Corporatism In America

Corporatism is defined by Merriam-Webster as “the organization of a society into industrial and professional corporations serving as organs of political representation and exercising control over persons and activities within their jurisdiction.” It is a serious intermingling of politics and corporations. It is currently what we have created in America with the passage of ObamaCare.

In its October issue, Townhall Magazine features an article entitled, “ObamaCare’s Illegal Insurance Company Bailout.” The article explains the role of major insurance companies in the writing of ObamaCare in such a way that regardless of the impact of ObamaCare, the insurance companies would not lose money. If the law has a negative impact on the insurance companies, they will be bailed out by the American taxpayers.

The article reports:

…Obamacare’s authors created three programs to help socialize insurance company risk.
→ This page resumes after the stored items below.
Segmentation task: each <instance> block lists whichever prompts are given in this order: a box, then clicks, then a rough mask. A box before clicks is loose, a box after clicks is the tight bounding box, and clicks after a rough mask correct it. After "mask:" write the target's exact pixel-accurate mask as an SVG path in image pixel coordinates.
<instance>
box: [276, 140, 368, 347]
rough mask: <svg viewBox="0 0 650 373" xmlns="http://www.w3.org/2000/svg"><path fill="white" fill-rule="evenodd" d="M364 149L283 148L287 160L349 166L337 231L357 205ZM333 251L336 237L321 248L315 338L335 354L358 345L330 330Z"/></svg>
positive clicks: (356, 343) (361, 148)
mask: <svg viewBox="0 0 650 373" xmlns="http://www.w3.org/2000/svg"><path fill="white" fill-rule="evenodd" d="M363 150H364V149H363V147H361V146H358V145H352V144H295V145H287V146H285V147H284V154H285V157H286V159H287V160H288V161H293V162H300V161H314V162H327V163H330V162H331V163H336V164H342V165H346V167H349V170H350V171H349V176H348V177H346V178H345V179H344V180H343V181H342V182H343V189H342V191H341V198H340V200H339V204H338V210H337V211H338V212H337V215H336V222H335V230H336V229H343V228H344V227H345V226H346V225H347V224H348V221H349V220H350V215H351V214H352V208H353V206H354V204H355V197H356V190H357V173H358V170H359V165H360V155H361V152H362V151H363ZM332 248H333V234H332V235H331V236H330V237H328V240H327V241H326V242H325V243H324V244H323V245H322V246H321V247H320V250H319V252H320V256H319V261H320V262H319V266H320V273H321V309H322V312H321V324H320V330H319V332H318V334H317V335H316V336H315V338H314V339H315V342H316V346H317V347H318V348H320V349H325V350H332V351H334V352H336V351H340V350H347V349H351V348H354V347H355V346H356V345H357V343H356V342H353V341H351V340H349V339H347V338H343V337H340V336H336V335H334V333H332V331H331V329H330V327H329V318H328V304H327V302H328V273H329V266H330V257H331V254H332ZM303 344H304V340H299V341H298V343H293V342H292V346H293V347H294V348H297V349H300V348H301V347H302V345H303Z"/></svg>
Reinsurance: Obamacare’s reinsurance program is paid for by a $63 tax on all health plans.  The money then goes to any health insurance company who spends more than $60,000 on any Obamacare patient in any single year. Since the tax applies to all health care plans, but the benefits only go to Obamacare plans, the reinsurance program is really just a transfer of wealth from those who had insurance coverage before Obamacare to those who are now covered by Obamacare.

Risk Adjustment: The risk adjustment program is designed to stop insurance companies from marketing or pricing their plans in such a way that they only attract healthy, and therefore lower-cost patients. The program accomplishes this by assessing the patient population of each insurer and then determining which insurers are covering healthier people and which are covering sicker people. The plans covering the healthy people are then forced to pay money to the plans covering sicker people. All transfers between insurance companies even out.

Risk Corridor: The risk corridor program is intended to encourage insurers to price their premiums low by protecting them from losses if their patients turn out to require more care than anticipated. The program uses a complex formula to take money from those insurers that do not spend a lot of money paying for patient health care, and then gives that money to other insurers that do spend a lot of money on patient care.

So where does the money come from if all insurers spend more money on patient care than anticipated? That is the billion dollar question.

The article quotes an HHS regulation published in May 2014:

“In the unlikely event of a shortfall for the 2015 program year…HHS will use other sources of funding for the risk corridor payments.”

The article explains that according to the House Committee on Oversight and Government Reform, the Obama Administration is expected to make $725 billion in net payments out of the risk corridor program in 2015 alone. When you include the increased reinsurance payments, the bailout will top $1 billion.

So why is this illegal? The article explains:

According to long-standing, federal rules, in order for Congress to properly authorize payment, both the directive to pay and amount, and the source of funds for that payment, must be identified.

And while the risk corridor program does identify who is to be paid (the insurance companies), it never identifies where the funds should come from.

This is neither free enterprise or market-driven. It is time to replace ObamaCare with something that respects the free market and puts patients and doctors back in charge of health care. We need portability of health insurance, tort reform, and risk pools (as are used in auto insurance) to equalize the burden among insurance companies. We don’t need government-run healthcare. Government healthcare benefits no one. We need to stop it before it is too late.